Y él sacudió negativa y tristemente la cabeza. En este momento, temblando en mi helada habitación; maldiciendo a esos perros que ladran; esperando a cada momento oír la estrepitosa caída de la guillotínita de la ratonera, decapitando a una rata anónima; sorbiendo mecánicamente la infusión de verbena que mi patrona se siente obligada a servirme, pues piensa que tengo aspecto enfermizo y teme probablemente que me muera antes del juicio; en este momento, como decía, estoy sentado aquí, escribiendo en estas hojas pautadas —el único papel que se puede obtener en este pueblo—, medito, sí, y vuelvo otra vez a mirar de refilón la ratonera. No hay, gracias a Dios, ningún espejo en la habitación, del mismo modo que no hay Dios, ni siquiera ese al que le doy las gracias. Todo está oscuro, todo es espantoso, y no encuentro motivos especíales para seguir permaneciendo en este oscuro y vanamente inventado mundo. No es que considere la posibilidad de matarme: sería antieconómico, ya que en casi todos los países encontramos una persona pagada por el Estado para ayudar letalmente a los hombres. Y después, el zumbido vacío de la eternidad vacía. Pero lo más notable, quizá, es que existe una posibilidad de no terminar aún, es decir de que no me ejecuten, sino que me sentencien a un período de trabajos forzados; en cuyo caso podría ocurrir que dentro de cinco años más o menos, con la ayuda de alguna oportuna amnistía, pueda regresar a Berlín y manufacturar chocolate una vez más. No sé por qué, pero me resulta increíblemente divertido.

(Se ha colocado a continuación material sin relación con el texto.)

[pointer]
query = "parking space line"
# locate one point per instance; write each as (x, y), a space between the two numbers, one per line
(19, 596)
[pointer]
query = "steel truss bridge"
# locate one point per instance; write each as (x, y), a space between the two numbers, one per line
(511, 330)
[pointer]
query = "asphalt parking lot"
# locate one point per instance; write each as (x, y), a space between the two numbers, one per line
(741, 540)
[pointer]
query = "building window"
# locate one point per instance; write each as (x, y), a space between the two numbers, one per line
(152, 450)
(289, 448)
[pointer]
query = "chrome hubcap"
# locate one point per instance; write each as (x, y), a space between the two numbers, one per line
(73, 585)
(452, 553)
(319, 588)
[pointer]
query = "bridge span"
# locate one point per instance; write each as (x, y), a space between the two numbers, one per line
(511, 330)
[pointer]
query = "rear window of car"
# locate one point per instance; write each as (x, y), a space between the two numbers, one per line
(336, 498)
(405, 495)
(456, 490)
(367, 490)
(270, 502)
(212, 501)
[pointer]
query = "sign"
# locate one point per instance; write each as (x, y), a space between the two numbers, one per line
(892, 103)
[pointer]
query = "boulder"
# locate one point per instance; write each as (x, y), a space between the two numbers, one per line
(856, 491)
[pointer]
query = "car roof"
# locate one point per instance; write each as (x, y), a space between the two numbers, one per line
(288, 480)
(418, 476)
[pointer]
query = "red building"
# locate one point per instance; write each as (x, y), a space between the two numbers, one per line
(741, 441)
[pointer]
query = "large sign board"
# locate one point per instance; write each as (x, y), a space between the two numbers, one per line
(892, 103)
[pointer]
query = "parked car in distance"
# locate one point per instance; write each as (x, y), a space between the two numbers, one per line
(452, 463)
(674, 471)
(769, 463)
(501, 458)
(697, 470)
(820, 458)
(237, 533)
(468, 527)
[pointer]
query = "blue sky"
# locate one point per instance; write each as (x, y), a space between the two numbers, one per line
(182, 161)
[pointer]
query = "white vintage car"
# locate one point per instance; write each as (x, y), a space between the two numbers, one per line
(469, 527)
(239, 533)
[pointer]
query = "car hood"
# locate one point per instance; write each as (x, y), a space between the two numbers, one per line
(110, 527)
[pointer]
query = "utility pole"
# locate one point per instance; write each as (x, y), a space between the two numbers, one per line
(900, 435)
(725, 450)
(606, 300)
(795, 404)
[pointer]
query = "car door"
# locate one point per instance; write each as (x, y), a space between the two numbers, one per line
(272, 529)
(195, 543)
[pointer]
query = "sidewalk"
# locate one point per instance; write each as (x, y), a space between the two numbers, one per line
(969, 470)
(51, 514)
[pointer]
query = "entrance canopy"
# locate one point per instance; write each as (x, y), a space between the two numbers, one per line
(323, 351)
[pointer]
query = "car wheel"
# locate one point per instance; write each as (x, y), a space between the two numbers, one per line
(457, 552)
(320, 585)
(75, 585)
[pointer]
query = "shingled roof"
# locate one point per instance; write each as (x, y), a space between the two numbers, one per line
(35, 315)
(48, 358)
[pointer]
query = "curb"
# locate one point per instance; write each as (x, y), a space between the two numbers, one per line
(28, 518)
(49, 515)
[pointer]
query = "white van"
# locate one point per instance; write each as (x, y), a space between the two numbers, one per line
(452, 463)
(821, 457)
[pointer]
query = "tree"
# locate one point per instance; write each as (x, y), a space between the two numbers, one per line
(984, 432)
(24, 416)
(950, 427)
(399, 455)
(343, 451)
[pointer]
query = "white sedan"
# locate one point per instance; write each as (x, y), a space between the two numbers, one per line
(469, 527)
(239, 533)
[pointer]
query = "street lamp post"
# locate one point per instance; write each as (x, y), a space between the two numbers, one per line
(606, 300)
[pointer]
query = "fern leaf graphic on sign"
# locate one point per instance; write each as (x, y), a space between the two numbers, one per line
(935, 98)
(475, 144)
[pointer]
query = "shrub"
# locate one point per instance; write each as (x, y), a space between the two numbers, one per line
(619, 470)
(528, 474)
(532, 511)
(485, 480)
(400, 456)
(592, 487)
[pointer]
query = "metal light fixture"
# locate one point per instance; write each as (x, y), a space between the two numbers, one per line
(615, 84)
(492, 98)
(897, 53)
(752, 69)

Supongamos que mato a un mono. Nadie me toca. Supongamos que se trata de un mono especialmente listo. Nadie me toca. Supongamos que es un mono nuevo, perteneciente a una especie no peluda, parlante. Nadie me toca. Ascendiendo de manera circunspecta estos peldaños, puedo subir hasta Leibnitz o Shakespeare y matarles, y nadie me tocará, pues resulta imposible decir cuándo se cruzó la frontera más allá de la cual el sofista comienza a tener dificultades.

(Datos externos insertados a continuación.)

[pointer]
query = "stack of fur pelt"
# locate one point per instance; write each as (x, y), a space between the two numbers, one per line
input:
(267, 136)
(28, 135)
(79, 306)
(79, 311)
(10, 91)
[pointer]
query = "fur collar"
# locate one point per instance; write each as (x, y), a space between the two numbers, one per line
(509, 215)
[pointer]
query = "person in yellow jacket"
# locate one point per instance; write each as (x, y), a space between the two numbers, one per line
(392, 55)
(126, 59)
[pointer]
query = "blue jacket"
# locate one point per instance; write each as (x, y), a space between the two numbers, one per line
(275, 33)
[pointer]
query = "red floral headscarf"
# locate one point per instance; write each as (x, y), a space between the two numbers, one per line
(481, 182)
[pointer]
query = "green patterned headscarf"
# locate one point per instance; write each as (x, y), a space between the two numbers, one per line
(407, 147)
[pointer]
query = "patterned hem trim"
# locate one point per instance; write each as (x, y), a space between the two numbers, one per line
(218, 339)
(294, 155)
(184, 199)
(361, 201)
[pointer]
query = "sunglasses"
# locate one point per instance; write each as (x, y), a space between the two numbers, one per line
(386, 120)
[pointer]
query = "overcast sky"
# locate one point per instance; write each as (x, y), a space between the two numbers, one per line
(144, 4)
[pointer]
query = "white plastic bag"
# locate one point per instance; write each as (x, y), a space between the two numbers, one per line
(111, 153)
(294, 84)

Ladran los perros. Tengo frío. Ese inextricable dolor mortal... Señaló con su bastón. Bastón. ¿Qué palabras podemos sacar de bastón si lo retorcemos suficientemente? Basto. Soban. Santo. Bosta. Naso. Botas. Nabo. Sota. Tosa. Ato. Tos. Tas. As. So. Un frío abominable. Ladran los perros: empieza uno y luego se le suman todos los demás. Llueve. Las luces eléctricas lucen pálidamente, amarillentas. ¿Qué he hecho?
1 de abril
El peligro de que mi historia degenere en un soso diario ha quedado felizmente exorcizado. Ahora mismo ha estado aquí mi ridículo gendarme: en visita de trabajo, con el sable; me ha pedido educadamente, sin mirarme a los ojos, mis papeles. Le he contestado que me parecía bien, que un día de éstos me dejaría caer por allí, para cumplir las formalidades policíacas, pero que en este momento no me apetecía levantarme de la cama. El ha insistido, con la mayor cortesía, se ha disculpado... pero tenía que insistir. Me he levantado de la cama y le he entregado mi pasaporte. Cuando se iba, se ha dado media vuelta junto a la puerta y (siempre en el mismo tono de cortesía) me ha pedido que permaneciera en casa, sin salir. ¡Ni falta que hacía que me lo pidieran!
He vuelto a espiar. En pie y mirando. A cientos: hombres de negro, los chicos de la carnicería, las chicas floreadas, un cura, dos monjas, soldados, carpinteros, vidrieros, escribientes, tenderos... Pero en absoluto silencio; sólo el silbido de su respiración. ¿Y si abriese la ventana y pronunciase un discurso...?
«¡Franceses! Va a empezar el ensayo. Sujetad a esos policías. Un famoso actor de cine saldrá corriendo de esta casa ahora mismo. Es un archicriminal, pero debe escapar. Debéis impedir que los policías le detengan. Esto forma parte de la trama. ¡Muchedumbre francesa! Quiero que le dejéis un pasillo libre desde la puerta hasta el coche. ¡Sacad de él al conductor! ¡Poned el motor en marcha! Sujetad a esos policías, derribadles a golpes, sentaos encima de ellos... les pagamos para que lo aguanten todo. Esta productora es alemana, disculpad mi acento. Les preneurs de vues, mis técnicos y mis asesores armados, ya están distribuidos entre vosotros. Attention! Quiero una huida limpia. Eso es todo. Ahora mismo voy a salir.»